Guilherme Castillo abrió el marcador al minuto 24 y Óscar Estupiñán amplió la diferencia catorce minutos después. La ventaja de dos goles permitió a Juárez afrontar el segundo tiempo con una prioridad clara: proteger el resultado sin perder por completo la posibilidad de atacar. Minnesota recortó distancias mediante Tomás Alejandro Chancalay, pero los Bravos resistieron la presión final y aseguraron el triunfo por 2-1.
Más allá del marcador, el encuentro mostró una mejor coordinación entre las líneas de Juárez. La eficacia en los primeros minutos marcó la diferencia, pero también fue relevante la capacidad para sostener el esfuerzo cuando el conjunto de las Ciudades Gemelas elevó la intensidad. Para un club que buscaba recuperar confianza, el resultado ofrece margen para reorganizar el proyecto y afrontar el resto de la competencia con mayor estabilidad.
Derrotas que reabren dudas en los grandes
La otra cara de la jornada estuvo en los tropiezos de Atlas, Pumas y Pachuca. El Columbus Crew venció 3-1 al conjunto rojinegro y expuso problemas defensivos que le impidieron competir de manera constante. El resultado también significó un comienzo complicado para Hernán Crespo, quien sumó su segunda derrota al frente del Atlas.
Pumas, por su parte, cayó 3-0 ante Charlotte FC en un partido en el que no logró encontrar respuestas ofensivas ni controlar el ritmo del adversario. La diferencia de tres goles reflejó una actuación especialmente irregular del cuadro universitario, que quedó obligado a mejorar de inmediato si pretende mantenerse con posibilidades en el torneo.

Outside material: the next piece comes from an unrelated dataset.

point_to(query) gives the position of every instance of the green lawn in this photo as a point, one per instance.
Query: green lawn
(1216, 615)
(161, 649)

Pachuca sufrió una situación similar frente al Cincinnati, que se impuso por 3-1. El conjunto hidalguense no pudo sostener el intercambio de ataques y terminó superado por la intensidad del rival. En los tres casos, las derrotas no solo afectan la tabla de la competición: también alimentan el debate sobre la preparación con la que algunos clubes mexicanos afrontan un torneo que exige concentración desde la primera fecha.
Tigres suma, pero no convence
Tigres evitó la derrota ante Real Salt Lake, aunque su empate 1-1 estuvo lejos de representar el golpe de autoridad que se esperaba de uno de los planteles con mayor experiencia de la Liga MX. El resultado le permite mantenerse con vida, pero también confirma que la representación mexicana no puede depender únicamente de sus nombres o de su trayectoria para imponerse en territorio norteamericano.
La primera jornada dejó, por tanto, una lectura dividida. Atlante y Juárez demostraron que la disciplina táctica, la intensidad y la convicción pueden equilibrar diferencias de presupuesto y prestigio. Los resultados de Atlas, Pumas y Pachuca, en cambio, evidenciaron que cualquier desconexión se paga caro ante rivales de la MLS. Con partidos de la Leagues Cup programados por primera vez en México en esta edición, la Liga MX todavía tendrá oportunidades para corregir el rumbo, pero deberá hacerlo con una preparación más consistente y una actitud competitiva uniforme.